Dificilmente pensamos sobre o impacto real das palavras que usamos no dia
a dia. Contudo, observando situações simples da vida cotidiana, podemos
identificar que nem sempre falar é apenas comunicar uma ideia; em muitos casos,
falar é agir. Imagine um casamento: quando o juiz ou celebrante diz "Eu vos
declaro marido e mulher", ele não está apenas informando algo, mas criando um
novo estado civil, uma mudança na realidade.
Trazendo isso para uma
linguagem cotidiana, quando sua mãe solta um "Num te disse?", ela não está
apenas relembrando um aviso, mas reforçando sua autoridade sobre o que foi dito.
Quando um amigo ou amiga diz "Confia!" ou “Cola em mim que é sucesso!”, não é só
incentivo, é um pacto de confiança e uma instrução para que o outro siga
orientações ou imite determinado comportamento.

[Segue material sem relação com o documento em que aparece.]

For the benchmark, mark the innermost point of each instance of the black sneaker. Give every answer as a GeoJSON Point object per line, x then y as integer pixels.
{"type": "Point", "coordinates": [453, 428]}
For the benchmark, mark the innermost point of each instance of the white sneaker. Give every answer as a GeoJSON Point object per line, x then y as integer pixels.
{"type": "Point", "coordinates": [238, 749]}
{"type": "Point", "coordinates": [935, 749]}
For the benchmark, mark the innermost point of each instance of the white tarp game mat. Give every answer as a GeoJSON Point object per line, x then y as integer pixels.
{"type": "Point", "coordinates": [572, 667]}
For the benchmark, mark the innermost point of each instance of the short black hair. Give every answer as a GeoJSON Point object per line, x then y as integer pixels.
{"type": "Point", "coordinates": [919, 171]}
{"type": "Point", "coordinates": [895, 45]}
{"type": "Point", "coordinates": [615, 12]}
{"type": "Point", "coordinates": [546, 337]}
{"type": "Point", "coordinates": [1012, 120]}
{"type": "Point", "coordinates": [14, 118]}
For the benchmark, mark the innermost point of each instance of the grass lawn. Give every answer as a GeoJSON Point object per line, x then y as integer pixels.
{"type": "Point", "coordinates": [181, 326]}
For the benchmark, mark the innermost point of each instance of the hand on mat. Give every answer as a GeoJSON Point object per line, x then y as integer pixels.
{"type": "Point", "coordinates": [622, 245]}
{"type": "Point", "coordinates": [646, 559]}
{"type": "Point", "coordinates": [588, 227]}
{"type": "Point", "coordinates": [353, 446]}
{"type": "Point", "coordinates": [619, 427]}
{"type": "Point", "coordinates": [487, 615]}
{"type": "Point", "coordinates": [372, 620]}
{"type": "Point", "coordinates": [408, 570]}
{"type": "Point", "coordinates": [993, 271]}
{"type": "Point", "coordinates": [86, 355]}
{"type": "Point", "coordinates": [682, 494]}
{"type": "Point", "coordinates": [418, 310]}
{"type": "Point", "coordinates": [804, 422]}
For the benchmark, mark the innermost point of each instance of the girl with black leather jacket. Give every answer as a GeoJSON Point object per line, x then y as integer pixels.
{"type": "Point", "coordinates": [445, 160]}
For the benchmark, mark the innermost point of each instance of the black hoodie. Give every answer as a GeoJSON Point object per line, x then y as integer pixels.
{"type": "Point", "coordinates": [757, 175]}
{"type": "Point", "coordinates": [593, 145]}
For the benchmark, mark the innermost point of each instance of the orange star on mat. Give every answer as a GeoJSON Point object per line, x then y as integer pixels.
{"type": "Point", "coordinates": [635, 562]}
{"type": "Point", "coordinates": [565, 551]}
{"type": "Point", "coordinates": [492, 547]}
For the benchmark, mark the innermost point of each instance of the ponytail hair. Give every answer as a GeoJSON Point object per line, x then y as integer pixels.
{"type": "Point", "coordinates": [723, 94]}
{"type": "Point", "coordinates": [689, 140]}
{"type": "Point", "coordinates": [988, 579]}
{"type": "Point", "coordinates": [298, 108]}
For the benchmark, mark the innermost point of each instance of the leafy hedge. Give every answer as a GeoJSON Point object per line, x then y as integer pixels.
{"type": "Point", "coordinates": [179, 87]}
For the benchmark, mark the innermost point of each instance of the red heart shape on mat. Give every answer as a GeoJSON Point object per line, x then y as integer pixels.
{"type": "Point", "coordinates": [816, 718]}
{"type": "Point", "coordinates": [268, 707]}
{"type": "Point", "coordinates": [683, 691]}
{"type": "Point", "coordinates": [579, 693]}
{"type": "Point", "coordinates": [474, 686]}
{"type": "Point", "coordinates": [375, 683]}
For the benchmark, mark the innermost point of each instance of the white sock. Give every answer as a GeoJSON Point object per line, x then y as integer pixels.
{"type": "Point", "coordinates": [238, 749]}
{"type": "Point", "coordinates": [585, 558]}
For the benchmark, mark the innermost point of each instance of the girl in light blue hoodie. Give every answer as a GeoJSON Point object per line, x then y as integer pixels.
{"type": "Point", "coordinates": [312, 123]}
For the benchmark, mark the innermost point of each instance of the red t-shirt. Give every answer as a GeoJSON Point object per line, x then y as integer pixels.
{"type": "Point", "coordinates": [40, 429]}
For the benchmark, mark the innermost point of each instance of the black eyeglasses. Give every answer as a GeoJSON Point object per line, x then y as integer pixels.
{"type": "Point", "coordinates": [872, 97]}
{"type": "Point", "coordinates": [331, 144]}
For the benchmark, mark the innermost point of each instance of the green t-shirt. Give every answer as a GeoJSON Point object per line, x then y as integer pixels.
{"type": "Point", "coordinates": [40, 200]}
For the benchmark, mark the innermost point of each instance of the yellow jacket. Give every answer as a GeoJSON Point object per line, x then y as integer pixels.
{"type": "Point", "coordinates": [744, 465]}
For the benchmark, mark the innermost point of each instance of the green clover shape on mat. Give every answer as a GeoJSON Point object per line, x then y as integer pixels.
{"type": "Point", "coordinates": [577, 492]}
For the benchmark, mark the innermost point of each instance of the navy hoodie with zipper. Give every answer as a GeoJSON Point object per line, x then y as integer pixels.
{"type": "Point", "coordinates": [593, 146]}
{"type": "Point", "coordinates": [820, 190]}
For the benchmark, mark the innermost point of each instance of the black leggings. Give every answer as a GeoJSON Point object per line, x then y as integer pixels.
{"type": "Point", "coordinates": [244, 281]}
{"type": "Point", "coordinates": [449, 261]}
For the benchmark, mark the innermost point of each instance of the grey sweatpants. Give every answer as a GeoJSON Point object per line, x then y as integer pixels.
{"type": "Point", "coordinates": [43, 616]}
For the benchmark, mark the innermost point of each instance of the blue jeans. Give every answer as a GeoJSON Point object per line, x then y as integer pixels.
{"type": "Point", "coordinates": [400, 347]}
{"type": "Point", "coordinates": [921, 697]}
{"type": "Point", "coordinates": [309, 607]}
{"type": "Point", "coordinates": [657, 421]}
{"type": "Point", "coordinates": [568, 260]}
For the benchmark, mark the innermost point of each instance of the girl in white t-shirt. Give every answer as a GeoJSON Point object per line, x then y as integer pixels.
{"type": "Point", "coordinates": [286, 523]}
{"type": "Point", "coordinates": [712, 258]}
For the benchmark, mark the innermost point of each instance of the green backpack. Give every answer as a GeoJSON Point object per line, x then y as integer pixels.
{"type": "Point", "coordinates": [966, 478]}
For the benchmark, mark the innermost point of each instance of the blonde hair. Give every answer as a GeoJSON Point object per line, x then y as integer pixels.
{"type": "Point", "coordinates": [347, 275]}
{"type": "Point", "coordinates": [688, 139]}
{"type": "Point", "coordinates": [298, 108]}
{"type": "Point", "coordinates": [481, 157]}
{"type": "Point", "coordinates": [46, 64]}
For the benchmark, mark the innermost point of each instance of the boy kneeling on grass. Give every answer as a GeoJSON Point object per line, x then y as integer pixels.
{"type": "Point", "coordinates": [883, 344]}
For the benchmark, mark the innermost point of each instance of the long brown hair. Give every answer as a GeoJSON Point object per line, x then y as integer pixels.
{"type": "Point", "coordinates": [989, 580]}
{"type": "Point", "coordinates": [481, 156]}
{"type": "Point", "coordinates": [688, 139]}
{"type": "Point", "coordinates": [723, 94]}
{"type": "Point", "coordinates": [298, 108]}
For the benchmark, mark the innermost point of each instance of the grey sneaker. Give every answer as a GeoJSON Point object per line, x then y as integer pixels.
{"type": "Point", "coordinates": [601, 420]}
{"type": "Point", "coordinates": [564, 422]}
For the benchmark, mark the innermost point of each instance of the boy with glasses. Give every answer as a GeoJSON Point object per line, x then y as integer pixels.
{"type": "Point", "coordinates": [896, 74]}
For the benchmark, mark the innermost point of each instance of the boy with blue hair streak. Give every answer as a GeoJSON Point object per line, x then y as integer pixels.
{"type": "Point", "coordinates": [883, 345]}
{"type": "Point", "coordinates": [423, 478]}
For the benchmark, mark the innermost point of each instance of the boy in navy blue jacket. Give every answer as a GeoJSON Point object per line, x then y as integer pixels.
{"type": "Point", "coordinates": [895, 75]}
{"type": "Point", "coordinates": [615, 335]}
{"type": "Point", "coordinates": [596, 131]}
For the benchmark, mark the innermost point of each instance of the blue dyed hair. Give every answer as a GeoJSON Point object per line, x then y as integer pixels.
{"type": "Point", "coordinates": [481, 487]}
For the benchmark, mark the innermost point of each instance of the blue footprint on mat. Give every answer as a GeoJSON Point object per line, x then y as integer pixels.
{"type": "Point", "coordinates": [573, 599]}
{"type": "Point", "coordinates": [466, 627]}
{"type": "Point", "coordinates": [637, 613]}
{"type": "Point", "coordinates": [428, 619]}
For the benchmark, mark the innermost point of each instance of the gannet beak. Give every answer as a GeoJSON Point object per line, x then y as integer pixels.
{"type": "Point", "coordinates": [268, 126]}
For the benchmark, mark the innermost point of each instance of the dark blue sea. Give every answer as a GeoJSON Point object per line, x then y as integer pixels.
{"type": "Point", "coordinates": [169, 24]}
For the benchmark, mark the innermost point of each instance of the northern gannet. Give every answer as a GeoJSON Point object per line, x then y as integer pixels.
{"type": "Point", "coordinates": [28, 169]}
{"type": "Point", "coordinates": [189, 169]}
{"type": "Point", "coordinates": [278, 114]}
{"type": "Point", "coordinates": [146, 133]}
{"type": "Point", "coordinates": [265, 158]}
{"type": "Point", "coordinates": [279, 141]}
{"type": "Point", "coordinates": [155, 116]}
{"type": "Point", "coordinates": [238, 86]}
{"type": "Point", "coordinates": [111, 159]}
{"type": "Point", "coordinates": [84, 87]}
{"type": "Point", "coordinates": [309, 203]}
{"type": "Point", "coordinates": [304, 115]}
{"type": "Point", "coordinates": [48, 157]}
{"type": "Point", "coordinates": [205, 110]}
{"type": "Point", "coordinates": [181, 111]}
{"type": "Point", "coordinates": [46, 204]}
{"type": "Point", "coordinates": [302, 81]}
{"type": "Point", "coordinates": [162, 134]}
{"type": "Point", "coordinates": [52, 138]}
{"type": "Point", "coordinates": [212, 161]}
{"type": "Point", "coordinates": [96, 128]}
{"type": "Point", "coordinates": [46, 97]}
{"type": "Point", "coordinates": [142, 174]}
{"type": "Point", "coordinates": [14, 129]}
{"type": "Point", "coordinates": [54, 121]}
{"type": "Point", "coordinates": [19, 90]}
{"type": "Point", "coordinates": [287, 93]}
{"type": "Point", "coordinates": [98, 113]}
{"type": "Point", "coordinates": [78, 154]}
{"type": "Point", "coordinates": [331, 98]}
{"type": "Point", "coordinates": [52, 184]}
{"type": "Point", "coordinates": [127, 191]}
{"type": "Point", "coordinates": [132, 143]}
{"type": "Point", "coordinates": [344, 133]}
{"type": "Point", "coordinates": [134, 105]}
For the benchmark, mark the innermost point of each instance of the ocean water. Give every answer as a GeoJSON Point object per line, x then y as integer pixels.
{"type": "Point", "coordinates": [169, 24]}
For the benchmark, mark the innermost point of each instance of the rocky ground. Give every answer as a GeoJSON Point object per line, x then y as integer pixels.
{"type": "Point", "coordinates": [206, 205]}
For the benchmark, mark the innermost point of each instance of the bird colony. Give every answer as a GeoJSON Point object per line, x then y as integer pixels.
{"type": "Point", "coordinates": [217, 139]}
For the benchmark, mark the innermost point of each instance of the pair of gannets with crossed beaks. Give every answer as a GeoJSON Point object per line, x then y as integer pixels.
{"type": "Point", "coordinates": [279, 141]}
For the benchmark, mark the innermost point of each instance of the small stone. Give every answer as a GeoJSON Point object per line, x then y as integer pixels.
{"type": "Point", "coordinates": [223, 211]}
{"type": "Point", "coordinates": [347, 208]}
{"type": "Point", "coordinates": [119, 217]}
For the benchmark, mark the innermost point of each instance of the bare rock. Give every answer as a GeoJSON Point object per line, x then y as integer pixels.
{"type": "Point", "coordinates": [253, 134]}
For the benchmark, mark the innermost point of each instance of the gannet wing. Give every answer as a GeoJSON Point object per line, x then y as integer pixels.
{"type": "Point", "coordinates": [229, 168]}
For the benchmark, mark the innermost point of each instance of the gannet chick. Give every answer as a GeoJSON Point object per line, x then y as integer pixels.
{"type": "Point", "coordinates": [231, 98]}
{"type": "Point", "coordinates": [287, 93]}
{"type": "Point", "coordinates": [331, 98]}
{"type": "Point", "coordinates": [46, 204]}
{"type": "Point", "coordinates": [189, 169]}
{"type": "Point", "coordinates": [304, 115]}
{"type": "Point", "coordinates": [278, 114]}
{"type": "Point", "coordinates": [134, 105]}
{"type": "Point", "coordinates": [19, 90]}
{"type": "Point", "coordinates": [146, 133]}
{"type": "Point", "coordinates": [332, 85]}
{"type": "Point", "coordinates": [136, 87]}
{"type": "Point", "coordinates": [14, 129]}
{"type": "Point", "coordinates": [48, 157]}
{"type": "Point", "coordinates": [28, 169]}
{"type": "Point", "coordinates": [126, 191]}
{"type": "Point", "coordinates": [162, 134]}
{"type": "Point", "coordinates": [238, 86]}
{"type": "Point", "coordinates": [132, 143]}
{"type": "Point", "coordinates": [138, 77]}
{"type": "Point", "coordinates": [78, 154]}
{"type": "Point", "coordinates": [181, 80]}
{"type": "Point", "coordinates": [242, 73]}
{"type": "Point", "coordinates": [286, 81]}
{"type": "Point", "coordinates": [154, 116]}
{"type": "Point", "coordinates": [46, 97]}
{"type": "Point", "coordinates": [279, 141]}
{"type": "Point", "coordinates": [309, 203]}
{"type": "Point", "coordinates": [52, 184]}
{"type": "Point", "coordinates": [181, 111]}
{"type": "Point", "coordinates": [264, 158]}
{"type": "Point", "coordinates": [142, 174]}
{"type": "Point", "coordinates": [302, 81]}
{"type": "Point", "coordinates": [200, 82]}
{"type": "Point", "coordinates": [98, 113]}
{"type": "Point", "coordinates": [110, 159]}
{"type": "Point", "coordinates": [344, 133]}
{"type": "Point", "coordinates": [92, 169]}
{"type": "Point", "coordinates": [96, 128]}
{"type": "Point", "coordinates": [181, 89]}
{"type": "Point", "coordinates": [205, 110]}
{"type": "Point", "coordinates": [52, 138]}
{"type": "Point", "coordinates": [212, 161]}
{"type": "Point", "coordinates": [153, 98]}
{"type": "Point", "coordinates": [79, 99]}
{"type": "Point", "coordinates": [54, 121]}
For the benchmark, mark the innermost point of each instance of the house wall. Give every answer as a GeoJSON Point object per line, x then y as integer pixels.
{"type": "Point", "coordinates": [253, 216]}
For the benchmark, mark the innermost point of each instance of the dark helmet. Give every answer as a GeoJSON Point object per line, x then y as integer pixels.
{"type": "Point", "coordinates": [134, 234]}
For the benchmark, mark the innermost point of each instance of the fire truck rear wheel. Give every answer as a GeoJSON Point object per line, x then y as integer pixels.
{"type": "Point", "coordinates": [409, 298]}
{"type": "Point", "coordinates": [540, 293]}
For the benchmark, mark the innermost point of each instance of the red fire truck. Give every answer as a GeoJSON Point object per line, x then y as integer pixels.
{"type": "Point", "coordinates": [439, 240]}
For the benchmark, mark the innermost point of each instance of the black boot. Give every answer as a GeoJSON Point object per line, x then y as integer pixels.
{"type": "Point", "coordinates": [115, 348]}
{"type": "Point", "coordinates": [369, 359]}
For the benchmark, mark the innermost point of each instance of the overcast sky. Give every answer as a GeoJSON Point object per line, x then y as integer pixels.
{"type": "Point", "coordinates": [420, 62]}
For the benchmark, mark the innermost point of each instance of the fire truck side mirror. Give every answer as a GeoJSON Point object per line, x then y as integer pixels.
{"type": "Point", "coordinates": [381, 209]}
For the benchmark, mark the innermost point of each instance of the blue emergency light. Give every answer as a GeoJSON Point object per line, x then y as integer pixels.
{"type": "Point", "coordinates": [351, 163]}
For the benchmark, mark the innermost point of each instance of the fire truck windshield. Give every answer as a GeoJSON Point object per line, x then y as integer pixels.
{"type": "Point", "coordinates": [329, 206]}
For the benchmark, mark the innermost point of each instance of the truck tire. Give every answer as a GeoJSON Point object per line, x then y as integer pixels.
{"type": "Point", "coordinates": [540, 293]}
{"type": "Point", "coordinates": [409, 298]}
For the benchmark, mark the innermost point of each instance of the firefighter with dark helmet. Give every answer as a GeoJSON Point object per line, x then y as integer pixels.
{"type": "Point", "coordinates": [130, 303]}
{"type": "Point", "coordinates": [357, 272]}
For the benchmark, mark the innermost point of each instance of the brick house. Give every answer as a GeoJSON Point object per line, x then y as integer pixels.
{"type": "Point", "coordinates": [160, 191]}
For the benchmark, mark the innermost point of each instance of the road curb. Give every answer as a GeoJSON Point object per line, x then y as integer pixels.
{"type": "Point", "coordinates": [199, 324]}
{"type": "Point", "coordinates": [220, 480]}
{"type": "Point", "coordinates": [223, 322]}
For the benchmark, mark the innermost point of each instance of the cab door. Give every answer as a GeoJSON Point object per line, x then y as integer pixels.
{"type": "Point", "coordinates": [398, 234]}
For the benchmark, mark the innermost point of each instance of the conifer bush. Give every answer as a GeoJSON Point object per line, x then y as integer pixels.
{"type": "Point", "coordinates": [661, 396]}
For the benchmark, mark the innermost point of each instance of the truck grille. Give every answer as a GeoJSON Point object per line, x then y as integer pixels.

Esses são exemplos que
demonstram como a pragmática está presente no nosso dia a dia por meio do nosso
discurso, visto que esse ramo da linguística se trata do estudo do significado em
uso, ou seja, de como a linguagem é utilizada na comunicação real.
Em outras
palavras…
Diferente da semântica, que foca no significado das palavras e frases
isoladas, a pragmática se preocupa com a interação e as implicações do que é
dito. Afinal, uma simples frase como "Pode me passar o sal?", esse “pode” não é
uma pergunta sobre capacidade física, mas um pedido educado em um almoço ou
jantar. Para ser regionalista, no Piauí, quando alguém diz "Ó o
mei!", não está apenas sugerindo a observação de algo, mas ordenando diretamente que
você saia do caminho.
A teoria dos atos de fala John Austin (1962), um dos
principais nomes na pragmática, revolucionou os estudos da linguagem ao perceber
que muitas expressões não descrevem o mundo, mas realizam ações. No livro How to
Do Things with Words (1962) ou Quando dizer é fazer, em uma tradução de Danilo
Marcondes de Souza Filho (1990) , o autor introduziu a distinção entre
enunciados constativos e performativos. Enquanto os primeiros apenas descrevem
uma realidade ("O céu está azul"), os segundos realizam uma ação ao serem ditos
("Eu prometo", "Eu aposto", "Eu te batizo").
Austin (1975) teve sua teoria
revisada, onde são identificados três tipos de atos de fala:
- Atos locucionários: correspondem ao ato de dizer algo com estrutura e significado. Exemplo: "Você está despedido".
- Atos ilocucionários: referem-se à intenção do falante ao dizer algo, como ordenar, prometer, ameaçar ou perguntar. No exemplo acima, o falante não está apenas informando, mas efetivamente demitindo alguém.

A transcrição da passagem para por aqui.